Data, data everywhere, and everyone is taking notice. Not just tech companies and start-ups, but even governments are seeking to utilise the enormous amount of data being generated by the country’s epochal transition to a “Digital India”. The Niti Aayog has laid out a vision for making available anonymised data across sectors. The Economic Survey 2018-19 dedicated an entire chapter to the topic of data — “of the people, by the people, for the people” — making a bold call to harness data as a “public good” in the service of the people.
We welcome this conversation and concur with the idea that governments should harness data and digital platforms to enable more efficient service delivery, product innovation and evidence-based policy-making. But we also believe that with big data comes big responsibility. As demonstrated by Cambridge Analytica and numerous other data breaches, poorly designed systems create risks for individuals, businesses and governments.
One “big idea” that the Survey discusses at length is the creation of a centralised welfare database of citizens that links different government-held data repositories about citizens. The sharing of information, facilitated by this database, can improve welfare delivery, empower citizens with information and “democratise” data. Many states have already taken steps in this direction through the creation of massive databases of information on every resident.
While this is a bold idea, we believe there is much to be cautious about as we commence on the collection and use of data at scale as it can lead to loss of personal data, both intentional and unintentional. For example, recently, the Andhra Pradesh government websites publicly displayed the Aadhaar number of women, their reproductive history, whether they had an abortion and so on. Another website exposed the name and number of every person who purchased medicines from government-run stores, including those buying pills for erectile dysfunction.
Whether or not one believes that Indians care about privacy in general, it is obvious that no Indian would want such information to be publicly available. Researchers at CGAP, Dalberg and Dvara Research spoke to ordinary Indians across India and found overwhelming public concern about the security of the data they share with banks, hospitals and other institutions. An individual’s lack of control over data should therefore not be misinterpreted as indifference. The government must design the proposed databases in ways that allow anonymised personal data to serve its highest purpose, while protecting an individual’s agency over data.
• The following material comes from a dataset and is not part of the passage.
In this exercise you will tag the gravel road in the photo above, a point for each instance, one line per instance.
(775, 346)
The Survey rightly acknowledges the importance of protecting personal information and proposes an architecture that relies on obtaining individual “consent”. But evidence shows that “consent”, while noble in theory, is deeply flawed in practice. A recent survey by researchers at the National Institute of Public Finance and Policy (NIPFP) shows that even English-speaking postgraduate law students struggle to understand the privacy policies before clicking “I Agree”. Therefore, any large-scale data collection must be preceded by extensive on-ground research on how consent can be made meaningful to the individual.
And we need to go beyond consent. Consent must be supplemented with a full range of individual data rights, including the right to delete one’s data. Any data should be subject to what lawyers call “collection limitation”, which means that a service provider should only collect minimal personal data that is proportionate to the stated purpose.
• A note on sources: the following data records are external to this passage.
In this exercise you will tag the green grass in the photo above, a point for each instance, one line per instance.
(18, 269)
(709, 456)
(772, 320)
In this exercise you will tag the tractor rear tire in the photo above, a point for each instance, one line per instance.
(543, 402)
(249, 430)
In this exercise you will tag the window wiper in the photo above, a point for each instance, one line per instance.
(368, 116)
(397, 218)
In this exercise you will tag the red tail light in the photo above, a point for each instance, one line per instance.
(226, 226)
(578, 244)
The databases should be designed in a manner that a department is not able to see the data that it does not need, irrespective of whether citizens give their consent or not. For example, the Ministry of Chemicals and Fertilisers does not need to have access to an individual’s medical records. Access to each additional data field should be carefully evaluated.
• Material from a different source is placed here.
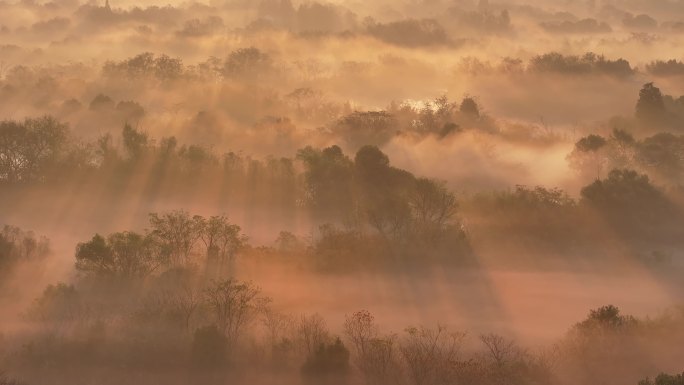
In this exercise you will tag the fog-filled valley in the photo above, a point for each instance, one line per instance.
(410, 192)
The Survey’s emphasis on data security and encryption is encouraging. However, encryption is not a silver bullet. The government should implement bolder technical safeguards. One such feature is decentralised storage of data — for example in the individual’s personal device — rather than in a central database. Another is anonymisation at source, wherein the data is stripped of any personal information as soon as it is created. These will prevent the creation of data honeypots that can be attacked by hackers or breached accidentally. In addition, research shows that changing the default option — asking people if they want to “opt-in” to (as against “opt-out” of) data sharing requests can make a big difference to how much data gets shared.
And finally, citizens must have a time-bound and easily-accessible recourse to any data breaches or harms. They must be able to reach out to an adjudicatory body through multiple offline and online modes. This body must be empowered to penalise both public and private bodies that use the databases, and redress must be speedy.
India stands at the cusp of a major opportunity, one where data and digital platforms can become an enabler of a meaningful life for every Indian. This is also the opportunity for India to become a global leader and present a new approach that other countries can emulate. But to achieve this, the boldness of our vision must be tempered with a thoughtfulness of approach. Maximising public good but also safeguarding against harm must be the mantra for the new digital India.
This article first appeared in the print edition on July 31, 2019 under the title ‘Big data, big responsibility’. The writers work at Omidyar Network India, an investment firm focussed on social impact through equity investments and grants, with an emphasis on technology.